Come uscire dal tunnel delle modifiche alle tracce
La cosa più difficile da fare quando mixiamo è tornare a essere ascoltatori, dei brani sui quali lavoriamo e di quelli altrui.
Non c’è ispirazione se non siamo ispirati da qualcosa.
Non è nemmeno detto che ciò che ci ispira sia una canzone: potrebbe essere un film, una foto, una passeggiata.
Se ci sentiamo creativamente aridi finiremo senza dubbio a perdere più tempo del necessario sulle singole tracce. Potremmo sicuramente portare a termine il mix, facendone però un lavoro esclusivamente tecnico, privo dell’aspetto creativo, ma difficilmente saremmo in grado di tirarne fuori qualcosa ci soddisfi.
Ma se vogliamo anche che il mix ci piaccia, è meglio lavorare tenendo a mente che ciò che conta è la canzone, non il rullante. Gli ascoltatori forse nemmeno fanno caso a elementi che noi riteniamo di distrazione o sballati: magari addirittura gli piacciono. Quello a cui prestano attenzione è l’impatto emotivo del brano.
Quindi, prima di impelagarci in modifiche su modifiche, catene di plugin che si estendono per chilometri e non portano da nessuna parte, facciamo un passo indietro.
Leviamo il solo a quella traccia.
Facciamo soltanto un po’ di livelli di volume e panning e ascoltiamo il brano. Se questo non basta, ascoltiamo un brano differente, sul quale non abbiamo lavorato.
Quando dico ascoltiamo, intendo proprio con le orecchie pure del fan di musica che si nasconde ancora dentro di noi. Lasciamo perdere i riverberi usati, per un attimo almeno: ci torniamo dopo, quando vogliamo lavorare sui dettagli.
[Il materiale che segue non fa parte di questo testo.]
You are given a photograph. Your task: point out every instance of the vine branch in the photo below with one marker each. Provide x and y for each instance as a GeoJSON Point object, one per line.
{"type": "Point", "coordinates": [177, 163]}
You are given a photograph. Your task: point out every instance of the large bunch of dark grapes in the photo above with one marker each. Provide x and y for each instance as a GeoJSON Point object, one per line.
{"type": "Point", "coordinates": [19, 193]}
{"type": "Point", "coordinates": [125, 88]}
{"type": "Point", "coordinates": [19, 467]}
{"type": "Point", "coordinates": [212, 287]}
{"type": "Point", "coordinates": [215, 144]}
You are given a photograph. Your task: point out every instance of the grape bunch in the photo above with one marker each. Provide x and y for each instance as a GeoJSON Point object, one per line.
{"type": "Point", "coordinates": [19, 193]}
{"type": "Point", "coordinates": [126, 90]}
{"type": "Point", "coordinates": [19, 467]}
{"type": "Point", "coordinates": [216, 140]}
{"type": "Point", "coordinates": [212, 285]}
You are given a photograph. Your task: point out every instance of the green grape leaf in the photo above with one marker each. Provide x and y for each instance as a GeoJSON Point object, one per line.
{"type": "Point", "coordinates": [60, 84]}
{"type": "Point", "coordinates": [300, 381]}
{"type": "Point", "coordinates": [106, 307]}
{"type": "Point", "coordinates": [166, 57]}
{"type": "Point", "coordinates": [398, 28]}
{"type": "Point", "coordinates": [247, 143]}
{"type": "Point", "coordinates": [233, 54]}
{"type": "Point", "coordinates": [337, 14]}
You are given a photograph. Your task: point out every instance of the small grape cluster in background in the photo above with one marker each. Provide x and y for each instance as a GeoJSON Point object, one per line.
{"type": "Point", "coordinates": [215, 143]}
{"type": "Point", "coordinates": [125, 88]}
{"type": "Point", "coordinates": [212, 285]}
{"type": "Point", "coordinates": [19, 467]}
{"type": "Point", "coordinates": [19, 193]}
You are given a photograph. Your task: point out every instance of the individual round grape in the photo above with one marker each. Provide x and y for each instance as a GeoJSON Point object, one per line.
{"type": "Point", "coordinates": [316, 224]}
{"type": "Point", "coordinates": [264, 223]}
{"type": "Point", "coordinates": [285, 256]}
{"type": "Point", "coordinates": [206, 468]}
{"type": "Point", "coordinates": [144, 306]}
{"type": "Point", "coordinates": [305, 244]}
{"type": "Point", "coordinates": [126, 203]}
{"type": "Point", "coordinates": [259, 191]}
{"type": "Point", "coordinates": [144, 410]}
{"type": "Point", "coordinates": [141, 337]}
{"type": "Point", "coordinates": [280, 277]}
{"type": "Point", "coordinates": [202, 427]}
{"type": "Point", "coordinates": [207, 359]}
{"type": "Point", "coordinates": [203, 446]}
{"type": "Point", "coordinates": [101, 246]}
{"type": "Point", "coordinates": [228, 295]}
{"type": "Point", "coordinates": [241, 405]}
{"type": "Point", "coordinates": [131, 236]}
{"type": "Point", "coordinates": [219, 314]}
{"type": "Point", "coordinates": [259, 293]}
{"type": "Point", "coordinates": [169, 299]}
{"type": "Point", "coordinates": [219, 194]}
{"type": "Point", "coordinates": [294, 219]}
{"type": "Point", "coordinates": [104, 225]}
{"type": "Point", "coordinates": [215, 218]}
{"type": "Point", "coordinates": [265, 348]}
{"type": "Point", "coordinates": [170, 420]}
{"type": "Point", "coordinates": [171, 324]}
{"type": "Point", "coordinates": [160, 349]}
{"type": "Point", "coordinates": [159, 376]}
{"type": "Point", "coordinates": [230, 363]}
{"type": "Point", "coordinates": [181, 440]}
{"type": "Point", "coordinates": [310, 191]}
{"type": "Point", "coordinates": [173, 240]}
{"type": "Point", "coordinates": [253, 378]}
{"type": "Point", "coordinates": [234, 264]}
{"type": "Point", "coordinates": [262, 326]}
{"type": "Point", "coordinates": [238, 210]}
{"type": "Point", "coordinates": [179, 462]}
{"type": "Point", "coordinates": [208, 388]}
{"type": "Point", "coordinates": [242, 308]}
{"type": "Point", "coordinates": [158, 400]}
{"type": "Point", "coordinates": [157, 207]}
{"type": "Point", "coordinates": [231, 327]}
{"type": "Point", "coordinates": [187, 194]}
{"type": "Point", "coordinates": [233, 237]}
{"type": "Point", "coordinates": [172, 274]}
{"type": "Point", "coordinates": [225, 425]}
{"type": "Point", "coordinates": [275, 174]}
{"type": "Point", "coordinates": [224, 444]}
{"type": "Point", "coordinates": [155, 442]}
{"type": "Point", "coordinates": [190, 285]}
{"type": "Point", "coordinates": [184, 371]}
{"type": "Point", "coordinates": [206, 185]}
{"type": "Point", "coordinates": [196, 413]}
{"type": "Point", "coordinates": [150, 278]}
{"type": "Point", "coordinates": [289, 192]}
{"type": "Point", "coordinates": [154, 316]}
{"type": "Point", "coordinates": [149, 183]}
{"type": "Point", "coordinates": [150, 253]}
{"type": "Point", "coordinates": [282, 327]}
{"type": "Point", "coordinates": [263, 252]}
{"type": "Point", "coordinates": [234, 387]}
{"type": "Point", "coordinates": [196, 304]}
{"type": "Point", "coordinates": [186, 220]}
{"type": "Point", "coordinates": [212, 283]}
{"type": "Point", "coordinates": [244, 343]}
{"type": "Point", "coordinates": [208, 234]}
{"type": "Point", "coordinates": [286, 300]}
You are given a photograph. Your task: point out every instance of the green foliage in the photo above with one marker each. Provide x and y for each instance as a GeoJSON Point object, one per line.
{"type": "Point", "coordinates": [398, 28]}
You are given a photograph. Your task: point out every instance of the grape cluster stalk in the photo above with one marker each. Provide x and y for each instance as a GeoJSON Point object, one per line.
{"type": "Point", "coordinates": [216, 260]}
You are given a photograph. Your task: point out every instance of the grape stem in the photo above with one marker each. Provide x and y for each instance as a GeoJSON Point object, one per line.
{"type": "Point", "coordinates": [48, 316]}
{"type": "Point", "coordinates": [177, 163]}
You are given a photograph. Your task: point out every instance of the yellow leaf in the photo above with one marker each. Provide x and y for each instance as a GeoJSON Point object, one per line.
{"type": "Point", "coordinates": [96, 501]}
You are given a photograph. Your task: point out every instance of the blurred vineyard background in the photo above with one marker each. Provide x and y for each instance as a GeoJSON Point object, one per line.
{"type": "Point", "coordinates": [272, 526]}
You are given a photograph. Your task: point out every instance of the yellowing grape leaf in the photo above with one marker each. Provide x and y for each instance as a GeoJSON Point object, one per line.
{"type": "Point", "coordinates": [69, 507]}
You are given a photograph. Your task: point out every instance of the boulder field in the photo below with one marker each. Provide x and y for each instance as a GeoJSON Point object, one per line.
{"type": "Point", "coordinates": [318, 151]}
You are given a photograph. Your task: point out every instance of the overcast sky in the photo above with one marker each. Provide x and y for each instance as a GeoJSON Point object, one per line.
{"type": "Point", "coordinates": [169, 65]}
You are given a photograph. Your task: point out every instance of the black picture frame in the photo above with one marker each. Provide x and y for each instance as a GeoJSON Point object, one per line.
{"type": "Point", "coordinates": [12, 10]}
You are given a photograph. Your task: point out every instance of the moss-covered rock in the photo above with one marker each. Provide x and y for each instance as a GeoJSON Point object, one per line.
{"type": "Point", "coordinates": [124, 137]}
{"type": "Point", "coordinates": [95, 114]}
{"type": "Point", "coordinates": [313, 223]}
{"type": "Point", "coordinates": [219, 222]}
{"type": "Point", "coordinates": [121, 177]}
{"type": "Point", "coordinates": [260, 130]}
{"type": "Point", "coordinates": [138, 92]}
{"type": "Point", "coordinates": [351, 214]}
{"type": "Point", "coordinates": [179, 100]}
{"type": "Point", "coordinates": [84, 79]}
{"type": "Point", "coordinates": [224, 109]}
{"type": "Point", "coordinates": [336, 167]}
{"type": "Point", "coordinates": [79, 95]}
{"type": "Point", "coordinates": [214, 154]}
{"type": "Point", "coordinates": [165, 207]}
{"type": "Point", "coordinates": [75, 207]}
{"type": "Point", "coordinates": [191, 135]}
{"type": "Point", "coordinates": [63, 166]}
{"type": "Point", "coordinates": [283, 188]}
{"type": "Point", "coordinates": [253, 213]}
Se tutto questo non basta, facciamo qualcosa di diverso.
Una canzone non è fatta di (soli) dettagli, perché è qualcosa in più dell’insieme delle sue tracce, o della quantizzazione delle sue note.
Una canzone è un veicolo per fissare la melodia dell’universo attraverso l’individualità di chi la suona, per far vibrare alle stesse frequenze l’animo di chi la ascolta.
Lo so che è una chiosa un po’ cheesy, ma so anche che se facciamo musica è perché ci emoziona, quale che sia la forma di questa emozione.